O almirante e sua equipe técnica são os responsáveis por cuidar da parte mais operacional. Eles acertam o horário da conversa e discutem com o chanceler alguns pontos-chave que o presidente não pode esquecer de abordar.

Rocha também tem funcionado como uma espécie de "apaziguador" em questões internas do governo. Ele atuou para arrefecer crises políticas, ajudou na sucessão do Ministério da Educação e coordenou a transição do Ministério da Saúde em meio à pandemia do coronavírus.

Segundo auxiliares presidenciais, quando se trata de um assunto delicado e que não pode vazar para a imprensa, o almirante é sempre o nome escalado pelo presidente para atuar na linha de frente, incluindo crises institucionais com o Judiciário e o Legislativo.

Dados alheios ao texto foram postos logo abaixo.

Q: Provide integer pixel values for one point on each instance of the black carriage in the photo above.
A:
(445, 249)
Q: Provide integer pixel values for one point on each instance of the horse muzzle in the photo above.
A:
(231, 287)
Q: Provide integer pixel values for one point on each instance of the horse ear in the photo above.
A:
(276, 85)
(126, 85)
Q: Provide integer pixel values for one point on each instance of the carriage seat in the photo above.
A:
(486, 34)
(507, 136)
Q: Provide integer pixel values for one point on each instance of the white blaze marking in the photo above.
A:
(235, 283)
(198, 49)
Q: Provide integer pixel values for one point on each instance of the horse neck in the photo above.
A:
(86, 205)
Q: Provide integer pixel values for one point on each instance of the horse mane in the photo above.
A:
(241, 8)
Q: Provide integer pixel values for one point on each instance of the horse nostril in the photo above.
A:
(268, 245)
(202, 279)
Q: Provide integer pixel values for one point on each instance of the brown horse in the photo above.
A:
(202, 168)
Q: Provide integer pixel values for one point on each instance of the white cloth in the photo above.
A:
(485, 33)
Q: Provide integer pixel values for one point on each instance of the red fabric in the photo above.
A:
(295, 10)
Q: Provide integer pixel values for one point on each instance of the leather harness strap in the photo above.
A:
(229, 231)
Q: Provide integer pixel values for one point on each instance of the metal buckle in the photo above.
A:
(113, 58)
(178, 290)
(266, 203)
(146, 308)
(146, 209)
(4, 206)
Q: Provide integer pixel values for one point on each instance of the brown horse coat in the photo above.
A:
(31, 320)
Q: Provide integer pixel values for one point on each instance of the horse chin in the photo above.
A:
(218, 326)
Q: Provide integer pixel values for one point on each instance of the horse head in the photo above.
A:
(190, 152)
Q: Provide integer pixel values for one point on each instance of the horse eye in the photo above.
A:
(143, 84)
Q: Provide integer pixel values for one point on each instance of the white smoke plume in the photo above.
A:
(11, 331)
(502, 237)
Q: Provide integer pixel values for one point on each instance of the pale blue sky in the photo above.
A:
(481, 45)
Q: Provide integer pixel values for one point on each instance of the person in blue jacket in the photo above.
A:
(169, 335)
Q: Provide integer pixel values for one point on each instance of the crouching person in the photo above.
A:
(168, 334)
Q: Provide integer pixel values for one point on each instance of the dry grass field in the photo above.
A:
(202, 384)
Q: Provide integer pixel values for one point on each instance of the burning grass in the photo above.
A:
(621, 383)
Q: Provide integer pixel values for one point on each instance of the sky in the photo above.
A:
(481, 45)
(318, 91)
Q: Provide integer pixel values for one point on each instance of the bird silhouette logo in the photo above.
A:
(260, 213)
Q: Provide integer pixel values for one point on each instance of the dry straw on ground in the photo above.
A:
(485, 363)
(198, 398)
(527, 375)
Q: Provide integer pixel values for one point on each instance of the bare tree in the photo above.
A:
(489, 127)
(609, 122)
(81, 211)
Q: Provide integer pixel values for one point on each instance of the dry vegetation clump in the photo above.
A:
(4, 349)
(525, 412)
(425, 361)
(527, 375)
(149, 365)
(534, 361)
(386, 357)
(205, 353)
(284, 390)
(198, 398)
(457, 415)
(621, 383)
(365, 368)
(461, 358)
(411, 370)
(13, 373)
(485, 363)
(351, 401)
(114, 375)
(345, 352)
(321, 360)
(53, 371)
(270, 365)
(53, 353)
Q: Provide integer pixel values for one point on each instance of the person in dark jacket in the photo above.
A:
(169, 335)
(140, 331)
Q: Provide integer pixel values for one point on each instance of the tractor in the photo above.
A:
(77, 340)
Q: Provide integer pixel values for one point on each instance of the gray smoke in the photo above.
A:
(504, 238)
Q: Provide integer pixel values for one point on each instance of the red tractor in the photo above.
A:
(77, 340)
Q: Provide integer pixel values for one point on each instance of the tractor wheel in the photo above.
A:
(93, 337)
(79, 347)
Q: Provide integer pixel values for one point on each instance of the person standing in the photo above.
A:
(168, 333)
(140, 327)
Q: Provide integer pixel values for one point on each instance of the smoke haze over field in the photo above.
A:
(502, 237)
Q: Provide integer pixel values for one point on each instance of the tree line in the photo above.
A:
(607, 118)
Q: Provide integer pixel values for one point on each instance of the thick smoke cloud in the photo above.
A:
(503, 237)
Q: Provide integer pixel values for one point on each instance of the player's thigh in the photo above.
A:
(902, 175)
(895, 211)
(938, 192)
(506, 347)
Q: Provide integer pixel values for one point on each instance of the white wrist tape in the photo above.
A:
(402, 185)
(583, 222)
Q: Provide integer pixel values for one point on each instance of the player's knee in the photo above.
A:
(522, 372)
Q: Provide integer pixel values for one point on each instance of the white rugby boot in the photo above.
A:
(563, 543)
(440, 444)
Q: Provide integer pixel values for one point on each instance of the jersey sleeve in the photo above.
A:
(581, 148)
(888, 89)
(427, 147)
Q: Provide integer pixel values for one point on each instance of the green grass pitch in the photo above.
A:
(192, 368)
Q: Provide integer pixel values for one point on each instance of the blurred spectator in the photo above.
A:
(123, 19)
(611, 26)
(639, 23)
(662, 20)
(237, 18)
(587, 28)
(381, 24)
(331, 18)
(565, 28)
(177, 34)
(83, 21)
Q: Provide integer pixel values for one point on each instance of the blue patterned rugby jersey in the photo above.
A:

Segundo cálculo informal de auxiliares palacianos, o almirante participa de mais de 90% das reuniões de Bolsonaro no gabinete presidencial.

Reconhecido dentro das Forças Armadas pelo conhecimento geral, ele é chamado frequentemente pelo presidente para opinar e aconselhar em temas delicados.

Bolsonaro e Rocha se conheceram em 2002, quando o militar era chefe da assessoria parlamentar da Marinha na Câmara. O presidente, então deputado, se aproximou do militar por defender pautas que eram de interesse das Forças Armadas.
Nesse período, Rocha fez amizade com deputados e senadores de diferentes partidos, o que, de acordo com amigos do almirante, o ajudaram hoje a atuar na articulação política apenas quando demandado pelo presidente."